These were the last words my father said to me when I was 6. I remember the day as if it were just yesterday. It was a hot summer day on the coastal region of Chernarus in 1993. My father and I were making a trip down to Elektrozavodsk to visit my aunt and uncle. He made this remark to me as we passed by a CDF military checkpoint in Berezino which was active with panic and strife. There must have been a disagreement between the local militia and some of the pro-Russian citizens.

The region was still tense after the fall of the USSR in 1991, the ethnic Russians referring to “South Zagoria” as a Russian state, and the indigenous residents claiming independence to the newly separated “Chernarus”. Little did we know a Russian partisan terror organisation had targeted three of our cities for an attack. Within four minutes six triggermen set off explosives in Chernogorsk, Zelenogorsk, and Berezino. One of those men had detonated in the town center our bus was travelling through.

It has been almost 20 years since then. A lot has changed but I will never forget what my father told me.

I am 25 now. After the incident my mother took me to Canada to seek refuge and start a new life. We had no money in the beginning and she struggled hard to keep a roof over our heads. She managed to keep me fed and send me off to school throughout my childhood, something I am grateful for. Despite this, something inside me pushed me to join the armed forces. My mother was in tears. She could not understand why her boy who she saved from a warzone would want to join an army. It was something I felt I needed to do.

I joined as soon as I turned 18 and started my basic training in 2006. After almost a year of training, I was sent to Battalion and into a heavy weapons det in C Company. I was deployed to Afghanistan once in 2008 for six months then again in 2010 for another five, being cut short as my mother passed away while I was in country. I feel guilty as she must have been stressed about me being gone, and no one was there for her in her last moments.

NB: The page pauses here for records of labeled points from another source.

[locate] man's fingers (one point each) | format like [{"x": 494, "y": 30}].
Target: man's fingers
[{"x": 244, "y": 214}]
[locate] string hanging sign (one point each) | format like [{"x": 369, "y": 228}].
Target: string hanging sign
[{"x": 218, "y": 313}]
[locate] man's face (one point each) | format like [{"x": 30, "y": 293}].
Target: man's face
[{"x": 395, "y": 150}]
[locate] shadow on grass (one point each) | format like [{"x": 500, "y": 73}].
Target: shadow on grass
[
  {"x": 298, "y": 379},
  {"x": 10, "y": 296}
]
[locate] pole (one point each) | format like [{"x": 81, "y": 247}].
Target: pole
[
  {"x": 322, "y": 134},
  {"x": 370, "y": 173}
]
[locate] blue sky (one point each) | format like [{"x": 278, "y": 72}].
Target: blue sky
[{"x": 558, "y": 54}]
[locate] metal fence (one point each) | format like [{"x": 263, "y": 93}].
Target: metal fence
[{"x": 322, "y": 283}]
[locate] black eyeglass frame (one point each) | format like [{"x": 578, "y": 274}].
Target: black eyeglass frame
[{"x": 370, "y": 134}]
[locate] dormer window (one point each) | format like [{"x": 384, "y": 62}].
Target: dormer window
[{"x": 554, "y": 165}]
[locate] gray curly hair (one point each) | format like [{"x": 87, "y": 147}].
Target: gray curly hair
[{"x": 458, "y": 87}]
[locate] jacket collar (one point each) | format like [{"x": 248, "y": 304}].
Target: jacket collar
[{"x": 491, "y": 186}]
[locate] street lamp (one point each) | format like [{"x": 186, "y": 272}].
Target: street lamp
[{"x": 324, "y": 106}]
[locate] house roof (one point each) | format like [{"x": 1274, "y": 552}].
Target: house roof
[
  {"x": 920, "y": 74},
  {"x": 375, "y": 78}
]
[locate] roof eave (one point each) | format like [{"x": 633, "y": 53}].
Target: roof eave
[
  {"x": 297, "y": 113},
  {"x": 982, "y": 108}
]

I won’t sugar coat it, I was pretty messed up. We were in the middle of an operation clearing Taliban out of the heart of the Arghandab river. We were four days in and had already wiped 30+ enemy, found three weapons caches, 16 IED’s, four of which found us before we found them. I lost three of my friends in the first 48 hours. The Sergeant Major comes to me and tells me I’m going home!? I didn’t understand. I told him “go home? Now? No way Kimosabe, this is MY house now”! Sure enough, they told me ma’ had passed and next thing I knew I was on a flight outta Kandahar within 24 hours. No debrief, no warning, no decompression. In one day I go from being in a combat operation to greeting friends at the airport back home. Shit just doesn’t work that way, let me tell you.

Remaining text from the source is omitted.